ARTs×SDGsプラクティス③「欧州サーキュラーエコノミーに探る日本の可能性」

講師: 安居 昭博(Circular Initiatives & Partners 代表)
第3回では、サーキュラーエコノミー推進のためのプラットフォームCircular Initiatives&Partnersを立ち上げられたサーキュラーエコノミー研究家の安居昭博さんにお越しいただきました。安居さんは⽇本とヨーロッパ間でのサーキュラーエコノミー分野の橋渡し役を務められているほか、京都のロス食材から作られたシュトレンブランド「八方良菓」、生ごみや落ち葉などの悩みの種を「完熟堆肥」として仕立て地域の農家に供給するサーキュラー・コンポストプロジェクト、産業廃棄物を地域で共有し資源化するエシカル・フードロス・アライアンスなど日本でも様々なプロジェクトを展開されています。

サーキュラーエコノミーとは、経済と環境との両方へのメリットがあるように考案されたエコノミーモデル。従来のリニアエコノミー・3Rエコノミーの考え方とは違い、設計・デザインの段階で「廃棄」を前提としないのが最大の特徴で、「誰かの悩みが誰かの資源になる」「どうしたら捨てさせないで企業に戻すことができるか?」という視点をもっています。輸入のリスク抑制や廃棄物抑制、従来とは異なるビジネスモデルなどの手段として近年注目されてきています。

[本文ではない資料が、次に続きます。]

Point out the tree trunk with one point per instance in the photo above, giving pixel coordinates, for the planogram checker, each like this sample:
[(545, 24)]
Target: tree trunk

安居さんは、サーキュラーエコノミーのキーとなるものが「芸術の視点」であると言います。廃棄が出ない製品・システム設計をするということに加えて、食べ物であるなら「おいしい」、小売商品であるなら「手にとってみたい」などの「買いたい」と思わせるような工夫が凝らされた事例を多く紹介くださいました。その一例は、ロス食材を活用したアムステルダムのレストラン「INSTOCK」。ここで提供される料理は一流シェフによるもので、そのリーズナブルな価格と美味しさから地域のお客さんに愛される一方、「この町にはこんなにフードロスがあるんだ」と気づく場所にもなっているといいます。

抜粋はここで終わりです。